String test = "p testing t testing".replaceAll("(^|\\s+)[a-zA-Z](\\s+|$)", " ");

This might place a space at the front and the end of the string though, so you might want to handle those cases separateley:

//first replace all characters surrounded by whitespace and the whitespace by a single space
String test = "p testing t testing".replaceAll("\\s+[a-zA-Z]\\s+", " ");

//replace any remaining single character with whitespace and either start or end of input next to it with nothing
test = test.replaceAll("(?>^[a-zA-Z]\\s+|\\s+[a-zA-Z]$)", "");

Another hint: if you want to filter any kind of character (i.e. unicode characters) you might want to replace [a-zA-Z] with \p{L} for any letter, [\p{L}\p{N}] for any letter or number or \S for any non-whitespace. Of course there are more possible character classes so please have a look at regular-expressions.info.

Final note:

Although regular expressions are an "easy" and concise way to solve that, for large inputs it may be slower than splitting and reconcatenation by a large degree. Whether you need that performance depends on your needs and the size of the input.

Answer 2

Using regex you can achieve that.

Try this one liner replace:

String test = "p testing t testing z".replaceAll("\\b[a-z] \\b|\\b [a-z]\\b", "");

Answer 3

String[] splitString = null;
String test = "p testing t testing";
splitString = test.split(" ");
String newString = "";
for(int i = 0; i < splitString.length; i++)
{
   if(splitString[i].length() != 1)
   {
      newString += splitString[i] + " ";
   }
}
newString.trim();

This will loop through the split strings and get rid of ones that have 1 as length.

Answer 4

String[] chunks = test.split("\\s+");

String newtest = new String("");

for ( String chunk : chunks)
{
    if (chunk.length() > 1)
    {
        newtest+= chunk + " ";
    }
}
newtest = newtest.trim(); //to remove the last space

Answer 5

Are there no real performance tests on this?

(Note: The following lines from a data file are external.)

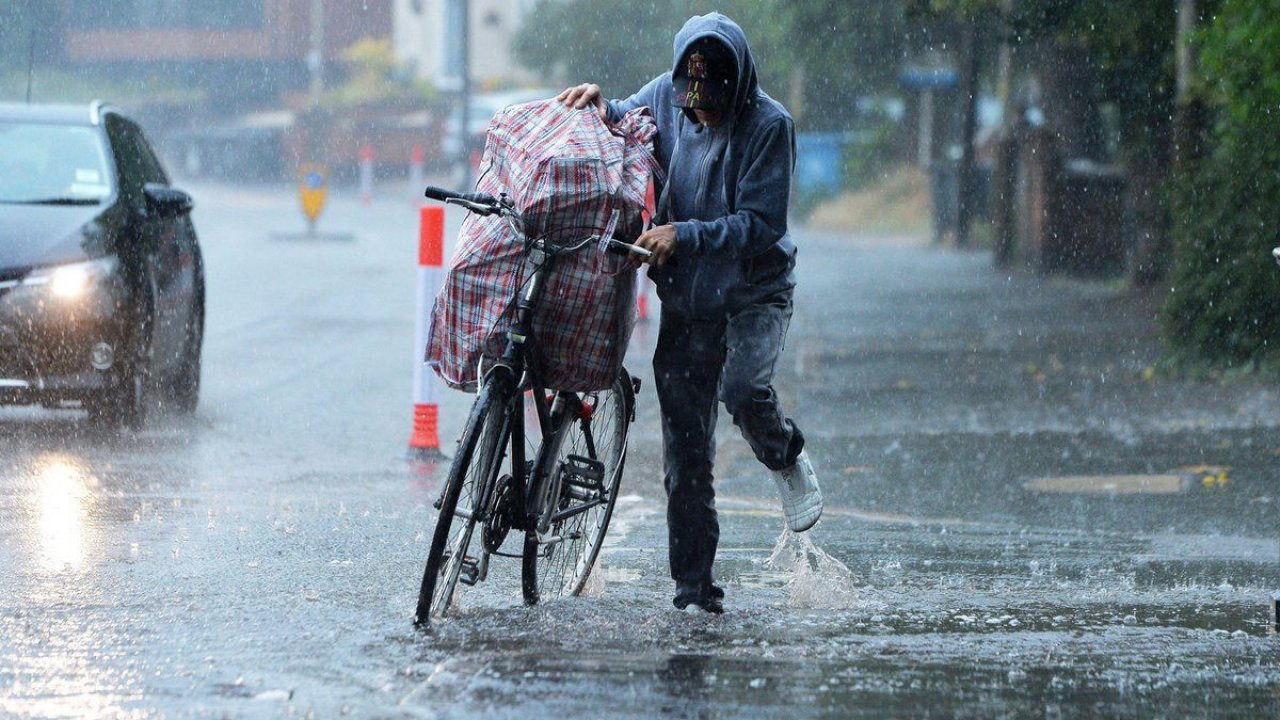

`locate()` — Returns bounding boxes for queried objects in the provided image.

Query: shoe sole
[784,501,823,533]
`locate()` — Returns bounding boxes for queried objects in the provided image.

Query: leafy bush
[843,112,904,192]
[1163,0,1280,368]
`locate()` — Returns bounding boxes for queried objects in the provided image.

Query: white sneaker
[772,450,822,532]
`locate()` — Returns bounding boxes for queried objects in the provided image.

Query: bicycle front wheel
[415,380,511,626]
[522,370,633,605]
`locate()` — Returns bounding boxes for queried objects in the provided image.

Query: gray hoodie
[607,12,796,320]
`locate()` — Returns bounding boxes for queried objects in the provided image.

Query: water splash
[765,528,882,610]
[578,561,605,597]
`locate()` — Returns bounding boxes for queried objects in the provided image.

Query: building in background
[46,1,548,182]
[393,0,543,91]
[63,0,393,114]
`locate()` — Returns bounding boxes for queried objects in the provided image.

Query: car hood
[0,203,109,272]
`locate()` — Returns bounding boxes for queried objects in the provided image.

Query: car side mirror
[144,183,195,218]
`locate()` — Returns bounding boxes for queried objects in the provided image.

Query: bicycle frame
[483,240,588,532]
[418,185,636,610]
[470,223,604,560]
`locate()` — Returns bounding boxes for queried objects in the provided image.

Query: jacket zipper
[689,127,720,312]
[693,128,718,218]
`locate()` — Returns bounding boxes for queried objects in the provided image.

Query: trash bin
[1047,159,1126,276]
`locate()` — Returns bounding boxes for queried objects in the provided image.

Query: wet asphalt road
[1,181,1278,718]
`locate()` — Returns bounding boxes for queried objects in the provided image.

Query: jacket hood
[671,12,759,119]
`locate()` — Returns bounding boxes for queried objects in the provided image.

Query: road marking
[1023,474,1191,495]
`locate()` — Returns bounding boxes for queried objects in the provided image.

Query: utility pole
[308,0,325,107]
[446,0,472,190]
[955,17,980,248]
[459,0,471,190]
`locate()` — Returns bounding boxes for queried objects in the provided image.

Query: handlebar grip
[423,186,499,206]
[422,185,456,202]
[602,238,678,267]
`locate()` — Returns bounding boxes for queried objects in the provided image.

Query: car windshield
[0,122,113,203]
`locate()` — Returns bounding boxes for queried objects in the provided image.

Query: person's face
[693,108,725,127]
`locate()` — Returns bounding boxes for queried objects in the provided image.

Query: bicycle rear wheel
[415,381,511,625]
[522,370,633,605]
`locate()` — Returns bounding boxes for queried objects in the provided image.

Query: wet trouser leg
[655,291,805,600]
[720,291,805,472]
[655,308,724,598]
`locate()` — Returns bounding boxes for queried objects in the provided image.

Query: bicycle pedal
[439,549,482,585]
[562,454,605,486]
[458,556,481,586]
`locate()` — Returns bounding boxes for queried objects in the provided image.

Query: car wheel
[166,289,203,414]
[87,311,153,432]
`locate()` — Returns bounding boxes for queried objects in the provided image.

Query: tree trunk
[1035,40,1105,161]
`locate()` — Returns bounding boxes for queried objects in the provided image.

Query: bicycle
[414,185,645,627]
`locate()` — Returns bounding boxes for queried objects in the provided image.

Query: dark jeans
[653,290,805,600]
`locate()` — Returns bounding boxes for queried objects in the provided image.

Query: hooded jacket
[607,12,796,320]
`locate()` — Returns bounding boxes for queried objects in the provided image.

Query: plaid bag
[425,100,660,392]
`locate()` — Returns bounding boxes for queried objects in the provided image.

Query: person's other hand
[635,224,678,267]
[557,83,607,120]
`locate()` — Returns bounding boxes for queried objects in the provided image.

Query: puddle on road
[390,501,1279,719]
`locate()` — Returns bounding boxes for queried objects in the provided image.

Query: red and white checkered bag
[425,101,660,392]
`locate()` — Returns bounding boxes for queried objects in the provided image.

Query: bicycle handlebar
[424,185,676,264]
[602,237,652,259]
[601,237,678,267]
[423,186,498,206]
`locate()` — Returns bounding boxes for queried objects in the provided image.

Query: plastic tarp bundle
[425,100,659,392]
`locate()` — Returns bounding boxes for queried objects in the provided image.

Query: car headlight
[22,257,118,301]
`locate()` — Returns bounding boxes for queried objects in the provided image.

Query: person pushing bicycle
[559,11,821,615]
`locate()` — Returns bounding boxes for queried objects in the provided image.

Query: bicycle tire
[414,380,511,625]
[521,370,633,605]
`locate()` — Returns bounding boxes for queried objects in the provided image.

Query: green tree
[1164,0,1280,367]
[781,0,908,130]
[511,0,905,130]
[513,0,709,102]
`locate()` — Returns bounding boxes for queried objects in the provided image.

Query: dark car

I have a similar thing (UTF-8 words where non letter or number garbage !@#$%^&*(){}[];':",./<>? is replaced with spaces) where I was accumulating 2-8 letter words for a misspelling correction cache using LevenshteinDistance but it leaves all these one character strings, I was looping skipping over single characters after splitting the string (and capitalizing). I'm unsure if there is a faster way. Since I'm using a regex anyway I was wondering if you could kill 2 birds with one stone somehow.

static Pattern lettersAndNumbersOnly = Pattern.compile("[^\\p{L}\\p{N} ]");
static <T extends Searchable> void associateSubstringsToSearchTargets(Map<String, Collection<T>> lookupMapForSubStringSearchTargets, T searchable) {
    for (String s : StringUtils.split(lettersAndNumbersOnly.matcher(searchable.getSearchableString().toUpperCase()).replaceAll(" "))) {
        if (s.length() > 1) { //<-- skip the small stuff
            String truncated = s.substring(0, Math.min(s.length(), 8));
            for (int x = 2; x < truncated.length() + 1; x++) {
                addToMapOfCollections(lookupMapForSubStringSearchTargets, truncated.substring(0, x), searchable, HashSet::new);
            }
        }
    }
}

Answer 6

1.Split the String by space.

2.In String array check the length of each string and make the choice.